Gündemin akşamdan sabaha, sabahtan akşama değiştiği bir ortamda konu sıkıntısı çekmek ya da 'yazmak ama neyi?' diye sormak pek normal olmasa gerek. Eğer tüm kavramların altüst olduğu bir geçiş dönemi değilse bu kanı doğrudur. Ama devir o devir, gün o gün mü?

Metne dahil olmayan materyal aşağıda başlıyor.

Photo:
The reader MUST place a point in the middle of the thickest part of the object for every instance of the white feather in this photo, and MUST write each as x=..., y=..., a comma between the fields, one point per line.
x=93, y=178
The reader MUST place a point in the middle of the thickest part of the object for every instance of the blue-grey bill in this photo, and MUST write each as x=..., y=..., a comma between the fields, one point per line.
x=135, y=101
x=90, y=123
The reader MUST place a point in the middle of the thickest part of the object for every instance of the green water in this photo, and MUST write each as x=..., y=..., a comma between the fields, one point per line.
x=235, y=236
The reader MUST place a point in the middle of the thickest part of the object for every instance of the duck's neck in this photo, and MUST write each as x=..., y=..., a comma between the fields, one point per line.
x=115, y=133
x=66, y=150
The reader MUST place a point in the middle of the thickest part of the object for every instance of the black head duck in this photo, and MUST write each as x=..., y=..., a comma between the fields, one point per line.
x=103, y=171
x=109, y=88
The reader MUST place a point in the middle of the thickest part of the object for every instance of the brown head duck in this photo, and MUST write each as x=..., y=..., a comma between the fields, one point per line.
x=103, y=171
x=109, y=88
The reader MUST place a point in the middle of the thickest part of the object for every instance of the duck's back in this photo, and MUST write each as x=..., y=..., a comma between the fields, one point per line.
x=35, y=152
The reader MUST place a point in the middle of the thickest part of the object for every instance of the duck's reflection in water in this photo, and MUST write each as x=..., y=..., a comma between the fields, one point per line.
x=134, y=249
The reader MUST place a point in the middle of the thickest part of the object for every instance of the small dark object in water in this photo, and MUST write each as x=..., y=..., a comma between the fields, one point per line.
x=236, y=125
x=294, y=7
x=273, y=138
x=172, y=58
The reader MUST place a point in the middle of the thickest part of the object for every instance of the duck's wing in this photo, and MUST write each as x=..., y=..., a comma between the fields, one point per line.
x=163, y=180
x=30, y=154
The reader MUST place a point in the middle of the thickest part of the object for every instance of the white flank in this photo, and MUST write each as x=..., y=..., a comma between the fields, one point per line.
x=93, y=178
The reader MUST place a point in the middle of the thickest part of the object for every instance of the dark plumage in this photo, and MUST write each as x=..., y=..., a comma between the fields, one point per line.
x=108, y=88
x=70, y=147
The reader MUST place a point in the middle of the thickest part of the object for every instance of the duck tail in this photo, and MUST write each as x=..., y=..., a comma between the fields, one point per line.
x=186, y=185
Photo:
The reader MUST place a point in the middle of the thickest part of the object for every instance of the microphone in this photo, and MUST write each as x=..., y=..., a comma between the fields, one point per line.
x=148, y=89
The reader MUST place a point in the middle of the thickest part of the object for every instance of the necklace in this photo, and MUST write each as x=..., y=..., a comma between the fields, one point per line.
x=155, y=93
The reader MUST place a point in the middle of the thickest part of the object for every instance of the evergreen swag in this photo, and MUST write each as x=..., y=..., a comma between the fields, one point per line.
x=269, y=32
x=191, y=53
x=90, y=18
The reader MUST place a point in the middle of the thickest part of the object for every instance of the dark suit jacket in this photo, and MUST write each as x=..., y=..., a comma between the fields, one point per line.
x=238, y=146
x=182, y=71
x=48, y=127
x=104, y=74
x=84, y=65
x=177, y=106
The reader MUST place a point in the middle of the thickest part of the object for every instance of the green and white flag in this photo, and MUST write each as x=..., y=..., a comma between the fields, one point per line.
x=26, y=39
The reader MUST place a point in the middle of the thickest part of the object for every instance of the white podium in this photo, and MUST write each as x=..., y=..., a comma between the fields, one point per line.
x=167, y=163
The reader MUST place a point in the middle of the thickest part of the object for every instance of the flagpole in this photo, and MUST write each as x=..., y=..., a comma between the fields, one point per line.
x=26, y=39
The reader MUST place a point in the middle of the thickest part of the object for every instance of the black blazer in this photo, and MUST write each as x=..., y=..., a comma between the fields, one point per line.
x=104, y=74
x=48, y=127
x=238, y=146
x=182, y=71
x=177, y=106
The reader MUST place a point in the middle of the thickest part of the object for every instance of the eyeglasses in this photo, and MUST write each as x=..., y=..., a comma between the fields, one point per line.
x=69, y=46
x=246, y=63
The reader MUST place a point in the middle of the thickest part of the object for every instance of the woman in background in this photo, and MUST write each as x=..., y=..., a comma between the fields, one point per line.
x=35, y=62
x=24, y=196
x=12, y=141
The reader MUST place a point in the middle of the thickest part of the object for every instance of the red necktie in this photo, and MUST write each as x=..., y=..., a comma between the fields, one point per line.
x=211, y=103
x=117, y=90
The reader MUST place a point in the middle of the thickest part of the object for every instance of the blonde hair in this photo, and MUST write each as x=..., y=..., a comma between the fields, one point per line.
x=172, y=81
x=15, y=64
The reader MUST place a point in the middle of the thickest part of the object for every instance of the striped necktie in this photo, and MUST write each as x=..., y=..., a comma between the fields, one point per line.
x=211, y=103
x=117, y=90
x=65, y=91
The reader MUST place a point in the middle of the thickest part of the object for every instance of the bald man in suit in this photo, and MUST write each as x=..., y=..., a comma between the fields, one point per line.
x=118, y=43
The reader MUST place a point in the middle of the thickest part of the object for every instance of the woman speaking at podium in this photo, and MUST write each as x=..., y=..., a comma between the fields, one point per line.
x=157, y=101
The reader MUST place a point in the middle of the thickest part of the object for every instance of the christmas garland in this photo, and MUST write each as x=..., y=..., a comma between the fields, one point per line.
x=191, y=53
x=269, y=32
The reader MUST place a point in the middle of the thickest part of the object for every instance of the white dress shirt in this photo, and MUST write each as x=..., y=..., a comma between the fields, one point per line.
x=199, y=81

Yakın zamanda değerlerimiz ve o değerlerin ayakta tuttuğu birçok kurumumuz çok ciddi sarsıntılar geçirdi, o sarsıntıların etkisi o kurumlarda hala daha ağır şekilde hissediliyor. Bir kısmımızın saflığından, samimiyetinden, bir kısmımızın bilerek görmezden gelmesinden ve bir kısmımızın da ortaklığından palazlanan bir yapılanmanın devletten sökülüp atılması kolay değil. 'Kılcal damarlara sızacağız' demişlerdi. Sızdıklarını çok sonra bir kanlı, bir alçak kalkışmayla anladık ne yazık ki. Saflığımızın ya da umursamazlığımızın faturasını ödedik, ödüyoruz, daha da ödeyeceğiz. Henüz nihai fatura da çıkmış değil, her gün yeni bir tahribatla karşılaşıyoruz ve fatura kabarıyor.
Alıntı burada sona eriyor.